Peruvian Chicken and Rice

1760918315 68f57b2ba5a7c
Peruvian Chicken and Rice 6

Why Make This Recipe

Peruvian Chicken and Rice is a delicious and comforting dish that combines juicy chicken with fluffy rice infused with rich flavors. It’s a one-pot meal that’s perfect for family dinners or gatherings. The combination of chicken, garlic, and cilantro creates a wonderful aroma that welcomes everyone to the table. Plus, it’s easy to make and requires simple ingredients that you might already have in your kitchen!

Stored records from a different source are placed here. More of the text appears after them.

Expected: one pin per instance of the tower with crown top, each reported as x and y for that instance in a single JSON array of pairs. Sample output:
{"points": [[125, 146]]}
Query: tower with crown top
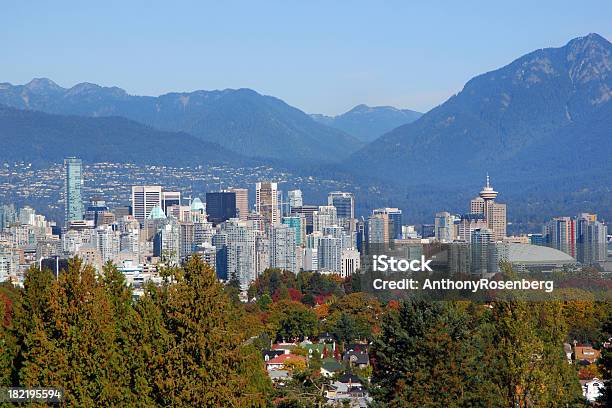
{"points": [[493, 212]]}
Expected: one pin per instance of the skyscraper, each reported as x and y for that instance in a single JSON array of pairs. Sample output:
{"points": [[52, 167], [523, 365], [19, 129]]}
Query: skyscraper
{"points": [[266, 202], [282, 248], [144, 199], [394, 216], [344, 203], [242, 202], [308, 212], [325, 216], [494, 213], [73, 184], [560, 234], [444, 227], [378, 228], [298, 223], [220, 206], [169, 199], [591, 239]]}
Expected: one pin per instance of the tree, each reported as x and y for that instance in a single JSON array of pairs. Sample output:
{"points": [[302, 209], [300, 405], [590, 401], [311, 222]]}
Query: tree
{"points": [[345, 328], [8, 340], [605, 365], [292, 320], [205, 362], [532, 370], [72, 340], [362, 311]]}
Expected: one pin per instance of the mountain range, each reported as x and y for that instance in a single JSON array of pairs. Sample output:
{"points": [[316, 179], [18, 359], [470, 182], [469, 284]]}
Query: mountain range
{"points": [[369, 122], [240, 120], [541, 126], [41, 138]]}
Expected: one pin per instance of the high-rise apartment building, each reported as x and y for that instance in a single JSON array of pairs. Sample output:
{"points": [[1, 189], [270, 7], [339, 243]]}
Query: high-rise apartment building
{"points": [[170, 199], [494, 213], [560, 233], [283, 249], [394, 217], [73, 185], [344, 203], [308, 212], [325, 216], [444, 225], [298, 223], [378, 229], [591, 239], [144, 200], [295, 199], [329, 253], [266, 202], [242, 202], [351, 262]]}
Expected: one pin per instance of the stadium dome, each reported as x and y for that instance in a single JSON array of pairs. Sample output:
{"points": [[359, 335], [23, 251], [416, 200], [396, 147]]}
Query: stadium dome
{"points": [[527, 254]]}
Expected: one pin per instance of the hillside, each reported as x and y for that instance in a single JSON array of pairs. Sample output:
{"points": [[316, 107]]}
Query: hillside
{"points": [[241, 120], [44, 138], [367, 123], [543, 113]]}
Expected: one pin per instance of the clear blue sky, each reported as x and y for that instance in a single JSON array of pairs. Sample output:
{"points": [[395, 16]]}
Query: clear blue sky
{"points": [[320, 56]]}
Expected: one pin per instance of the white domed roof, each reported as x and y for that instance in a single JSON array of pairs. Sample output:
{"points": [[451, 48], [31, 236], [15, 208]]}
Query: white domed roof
{"points": [[536, 254]]}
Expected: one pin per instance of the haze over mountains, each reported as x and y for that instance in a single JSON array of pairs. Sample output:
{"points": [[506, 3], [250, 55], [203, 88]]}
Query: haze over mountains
{"points": [[541, 126], [45, 138], [240, 120], [369, 122]]}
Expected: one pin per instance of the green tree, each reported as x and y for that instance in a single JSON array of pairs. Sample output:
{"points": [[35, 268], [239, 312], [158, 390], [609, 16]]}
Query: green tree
{"points": [[206, 362], [532, 370], [292, 320], [426, 356]]}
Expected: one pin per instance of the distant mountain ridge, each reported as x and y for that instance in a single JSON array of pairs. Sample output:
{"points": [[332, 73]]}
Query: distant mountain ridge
{"points": [[241, 120], [39, 138], [543, 113], [367, 123]]}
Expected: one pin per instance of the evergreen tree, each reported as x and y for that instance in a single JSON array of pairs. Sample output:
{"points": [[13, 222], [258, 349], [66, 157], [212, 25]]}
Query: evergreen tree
{"points": [[426, 356], [205, 362]]}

How to Make Peruvian Chicken and Rice

Ingredients:

  • 1 lb chicken thighs or breasts, seasoned
  • 2 cups rice
  • 4 cups chicken broth
  • 1/2 cup cilantro, chopped
  • 1 lime, juiced
  • 2 tablespoons olive oil
  • 1 teaspoon garlic, minced
  • Salt and pepper to taste

Directions:

  1. Heat olive oil in a pan over medium heat. Season the chicken with salt and pepper, then add to the pan. Cook until golden brown and cooked through.
  2. Remove the chicken from the pan and set aside. Add garlic to the pan and sauté for about a minute until fragrant.
  3. Add the rice to the pan, stirring it for a bit. Then, pour in the chicken broth. Bring it to a boil, reduce the heat to low, cover the pan, and let it simmer for about 18-20 minutes until the rice is fluffy.
  4. While the rice is cooking, mix cilantro, lime juice, and a pinch of salt in a small bowl to make a fresh green sauce.
  5. Once the rice is cooked, fluff it with a fork. Place the chicken on top of the rice and drizzle with the green sauce before serving.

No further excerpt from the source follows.